Consideramos que no corresponde que el ministerio pida a la institución policial el requerimiento de ningún tipo de información sobre la jornada de huelga amparada constitucionalmente, quedando más que claro que este tipo de desempeños no poseen un criterio preventivo que justifique dicho accionar, mereciendo la sociedad toda, las convenientes explicaciones del caso.
Además rechazamos el pedido de informes del Ministerio de Educación, al personal directivo de las instituciones escolares, quienes “deben obligatoriamente enviar la información a este organismo referida a los docentes que en el día de la fecha no concurrieron a desempeñar sus tareas habituales, indicando Apellido y Nombre, N° de afiliado, código de inasistencia…” para las 11:00 y 15:00 horas del día 05 de julio de 2013; para ello existe la normativa administrativa para los movimientos docentes al finalizar el mes, por lo que ningún trabajador de la educación está obligado a realizar esta tarea al estar legalmente adherido al paro. La acción tal cual se requiere una vez más estaría en contra del derecho constitucional de TODOS/AS a los/as trabajadores/as a adherirse a un paro.

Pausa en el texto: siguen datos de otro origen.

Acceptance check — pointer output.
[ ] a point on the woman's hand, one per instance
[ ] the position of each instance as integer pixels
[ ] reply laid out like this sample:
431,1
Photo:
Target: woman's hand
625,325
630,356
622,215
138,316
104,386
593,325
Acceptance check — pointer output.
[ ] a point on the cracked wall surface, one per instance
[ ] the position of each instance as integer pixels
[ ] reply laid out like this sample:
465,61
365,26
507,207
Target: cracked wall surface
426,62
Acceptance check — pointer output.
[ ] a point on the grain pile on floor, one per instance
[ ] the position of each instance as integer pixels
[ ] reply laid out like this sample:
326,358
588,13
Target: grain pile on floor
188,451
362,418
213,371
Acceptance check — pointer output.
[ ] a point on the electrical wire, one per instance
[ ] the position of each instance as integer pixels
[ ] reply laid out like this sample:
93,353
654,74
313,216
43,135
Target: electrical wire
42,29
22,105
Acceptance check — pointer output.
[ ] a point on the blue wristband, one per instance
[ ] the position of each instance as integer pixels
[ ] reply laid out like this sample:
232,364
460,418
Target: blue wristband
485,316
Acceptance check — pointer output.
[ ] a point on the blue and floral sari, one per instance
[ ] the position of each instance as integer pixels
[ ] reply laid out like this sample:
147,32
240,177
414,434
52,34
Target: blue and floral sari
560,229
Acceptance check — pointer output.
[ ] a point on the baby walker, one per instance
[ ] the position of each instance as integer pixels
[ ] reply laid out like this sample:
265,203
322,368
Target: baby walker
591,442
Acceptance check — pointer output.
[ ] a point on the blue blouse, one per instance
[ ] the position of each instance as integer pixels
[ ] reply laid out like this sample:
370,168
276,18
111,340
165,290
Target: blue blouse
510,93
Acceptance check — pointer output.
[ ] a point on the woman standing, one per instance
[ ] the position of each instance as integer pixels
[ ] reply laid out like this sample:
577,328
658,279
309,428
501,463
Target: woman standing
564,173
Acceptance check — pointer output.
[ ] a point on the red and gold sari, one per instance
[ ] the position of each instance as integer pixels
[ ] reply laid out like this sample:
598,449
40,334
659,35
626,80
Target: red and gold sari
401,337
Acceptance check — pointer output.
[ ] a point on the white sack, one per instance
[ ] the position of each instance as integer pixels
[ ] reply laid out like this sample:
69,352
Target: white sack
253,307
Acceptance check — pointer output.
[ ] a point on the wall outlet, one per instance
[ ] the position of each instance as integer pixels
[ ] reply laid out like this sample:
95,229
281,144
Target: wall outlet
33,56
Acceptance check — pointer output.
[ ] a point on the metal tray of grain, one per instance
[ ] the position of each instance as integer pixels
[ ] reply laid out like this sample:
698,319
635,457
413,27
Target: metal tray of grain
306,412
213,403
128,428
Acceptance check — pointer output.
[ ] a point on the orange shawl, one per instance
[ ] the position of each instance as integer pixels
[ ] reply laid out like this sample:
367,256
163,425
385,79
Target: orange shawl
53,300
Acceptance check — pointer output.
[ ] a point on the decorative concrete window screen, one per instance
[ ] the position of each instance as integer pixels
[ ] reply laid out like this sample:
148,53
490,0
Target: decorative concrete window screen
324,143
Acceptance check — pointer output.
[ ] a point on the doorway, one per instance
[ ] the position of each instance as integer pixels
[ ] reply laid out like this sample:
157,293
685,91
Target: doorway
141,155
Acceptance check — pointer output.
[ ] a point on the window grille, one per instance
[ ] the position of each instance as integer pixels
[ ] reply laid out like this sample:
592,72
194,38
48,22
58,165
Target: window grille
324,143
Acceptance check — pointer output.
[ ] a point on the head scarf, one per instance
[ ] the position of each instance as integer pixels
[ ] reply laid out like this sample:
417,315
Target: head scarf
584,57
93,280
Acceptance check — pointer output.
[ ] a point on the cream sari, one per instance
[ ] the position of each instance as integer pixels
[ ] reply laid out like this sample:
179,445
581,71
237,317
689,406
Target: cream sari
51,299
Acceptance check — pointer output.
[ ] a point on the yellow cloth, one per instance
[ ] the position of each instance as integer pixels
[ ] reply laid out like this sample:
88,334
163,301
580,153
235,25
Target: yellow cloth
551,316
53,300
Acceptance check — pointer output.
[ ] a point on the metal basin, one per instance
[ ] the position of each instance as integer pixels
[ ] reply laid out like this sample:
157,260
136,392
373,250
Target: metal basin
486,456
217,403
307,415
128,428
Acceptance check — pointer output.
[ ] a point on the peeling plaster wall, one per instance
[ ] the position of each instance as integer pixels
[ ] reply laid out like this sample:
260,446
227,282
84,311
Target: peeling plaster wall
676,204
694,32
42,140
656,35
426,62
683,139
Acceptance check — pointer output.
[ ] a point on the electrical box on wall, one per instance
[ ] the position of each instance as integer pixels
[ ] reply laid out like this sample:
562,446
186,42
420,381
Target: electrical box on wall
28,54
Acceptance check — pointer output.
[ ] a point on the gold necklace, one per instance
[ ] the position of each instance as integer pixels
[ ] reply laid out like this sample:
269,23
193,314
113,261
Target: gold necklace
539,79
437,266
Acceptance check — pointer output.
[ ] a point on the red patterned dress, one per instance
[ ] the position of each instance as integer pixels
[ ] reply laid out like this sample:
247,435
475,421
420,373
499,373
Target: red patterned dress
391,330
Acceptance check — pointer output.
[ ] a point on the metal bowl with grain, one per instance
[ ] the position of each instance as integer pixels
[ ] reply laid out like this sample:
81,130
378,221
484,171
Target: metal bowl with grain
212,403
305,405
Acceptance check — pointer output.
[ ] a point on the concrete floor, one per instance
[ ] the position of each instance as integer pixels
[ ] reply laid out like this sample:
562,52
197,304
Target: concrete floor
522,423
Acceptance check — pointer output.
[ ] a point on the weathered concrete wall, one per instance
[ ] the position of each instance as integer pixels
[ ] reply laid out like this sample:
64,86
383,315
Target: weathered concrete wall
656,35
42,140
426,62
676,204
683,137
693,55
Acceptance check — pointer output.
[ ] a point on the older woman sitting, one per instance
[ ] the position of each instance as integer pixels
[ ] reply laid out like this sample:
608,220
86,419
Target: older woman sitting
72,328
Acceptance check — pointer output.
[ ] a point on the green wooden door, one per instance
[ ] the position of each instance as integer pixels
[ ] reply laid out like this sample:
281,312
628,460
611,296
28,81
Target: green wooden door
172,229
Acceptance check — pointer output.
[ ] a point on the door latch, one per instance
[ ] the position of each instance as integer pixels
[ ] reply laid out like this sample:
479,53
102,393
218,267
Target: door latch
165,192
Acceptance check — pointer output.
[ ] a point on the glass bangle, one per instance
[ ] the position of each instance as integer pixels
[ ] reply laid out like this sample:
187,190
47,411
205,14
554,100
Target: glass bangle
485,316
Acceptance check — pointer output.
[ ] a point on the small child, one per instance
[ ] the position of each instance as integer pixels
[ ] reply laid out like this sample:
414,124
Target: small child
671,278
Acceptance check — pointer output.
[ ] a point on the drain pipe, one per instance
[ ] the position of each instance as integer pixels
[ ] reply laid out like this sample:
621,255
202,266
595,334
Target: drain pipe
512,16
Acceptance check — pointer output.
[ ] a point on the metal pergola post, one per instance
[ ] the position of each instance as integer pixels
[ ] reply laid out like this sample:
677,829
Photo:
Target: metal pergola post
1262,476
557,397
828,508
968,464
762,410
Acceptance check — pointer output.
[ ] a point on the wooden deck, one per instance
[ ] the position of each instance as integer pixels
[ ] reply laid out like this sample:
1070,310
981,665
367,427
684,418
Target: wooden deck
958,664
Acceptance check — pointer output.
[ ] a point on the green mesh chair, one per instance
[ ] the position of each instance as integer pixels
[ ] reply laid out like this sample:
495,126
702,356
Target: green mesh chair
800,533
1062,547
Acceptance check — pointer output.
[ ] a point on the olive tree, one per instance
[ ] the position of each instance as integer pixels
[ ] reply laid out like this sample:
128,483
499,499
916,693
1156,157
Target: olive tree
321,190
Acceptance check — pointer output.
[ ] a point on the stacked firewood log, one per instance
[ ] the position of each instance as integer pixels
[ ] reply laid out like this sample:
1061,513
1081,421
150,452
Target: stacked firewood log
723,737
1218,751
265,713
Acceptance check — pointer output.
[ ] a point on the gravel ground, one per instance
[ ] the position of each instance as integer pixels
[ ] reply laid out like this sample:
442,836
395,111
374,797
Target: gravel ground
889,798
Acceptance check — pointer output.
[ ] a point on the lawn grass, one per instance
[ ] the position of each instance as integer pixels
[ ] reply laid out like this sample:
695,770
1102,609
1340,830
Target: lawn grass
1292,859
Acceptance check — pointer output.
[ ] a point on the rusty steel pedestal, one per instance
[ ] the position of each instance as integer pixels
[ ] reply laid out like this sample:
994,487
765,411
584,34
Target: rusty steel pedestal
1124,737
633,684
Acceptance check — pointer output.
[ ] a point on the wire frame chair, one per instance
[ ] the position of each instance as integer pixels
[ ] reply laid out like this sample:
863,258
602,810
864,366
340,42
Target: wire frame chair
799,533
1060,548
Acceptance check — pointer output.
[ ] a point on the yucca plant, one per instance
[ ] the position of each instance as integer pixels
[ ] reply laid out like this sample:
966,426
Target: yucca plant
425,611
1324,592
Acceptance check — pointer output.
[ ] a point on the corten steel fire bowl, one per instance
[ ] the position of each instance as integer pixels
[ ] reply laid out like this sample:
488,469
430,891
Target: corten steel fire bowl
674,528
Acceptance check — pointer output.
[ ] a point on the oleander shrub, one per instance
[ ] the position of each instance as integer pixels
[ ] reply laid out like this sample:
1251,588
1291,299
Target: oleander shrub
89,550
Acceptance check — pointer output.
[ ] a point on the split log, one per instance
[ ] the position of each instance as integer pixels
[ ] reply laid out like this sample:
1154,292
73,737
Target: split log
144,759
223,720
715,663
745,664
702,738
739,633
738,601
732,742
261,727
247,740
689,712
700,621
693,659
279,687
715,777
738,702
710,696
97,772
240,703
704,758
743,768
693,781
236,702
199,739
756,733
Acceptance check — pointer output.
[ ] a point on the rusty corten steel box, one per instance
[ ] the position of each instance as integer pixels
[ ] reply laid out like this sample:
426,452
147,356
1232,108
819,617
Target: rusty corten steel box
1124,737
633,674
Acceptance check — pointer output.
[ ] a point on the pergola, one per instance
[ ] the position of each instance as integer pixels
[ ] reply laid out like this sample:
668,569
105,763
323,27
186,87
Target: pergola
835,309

UTELPA lamenta profundamente estas medidas, que implican un grave perjuicio a la concepción de valores democráticos, y nos preguntamos cuáles han sido las razones para que en esta oportunidad coincidan en gestiones, Ministerio de Educación y de Justicia; y no necesariamente como respuestas a las demandas de trabajo colaborativo interministerial que dé respuesta a las situaciones de conflicto social y sus manifestaciones en el ámbito educativo.
Expresamos que agotaremos todas las instancias legales y políticas necesarias para que se aclare esta situación y se respeten los derechos de los y las trabajadoras de la Educación, en contra de resoluciones tomadas por cualquier organismo de gobierno que resulten persecutorias.
Nos “avergonzamos” de las autoridades que en lugar de convertir un desacuerdo en un acto educativo, han enseñado a la sociedad el prejuicio, la intolerancia, el culto al pensamiento único y el irrespeto, además de la inequidad al intimidar a los docentes, o lo que es peor, colocar esta acción como sancionable.»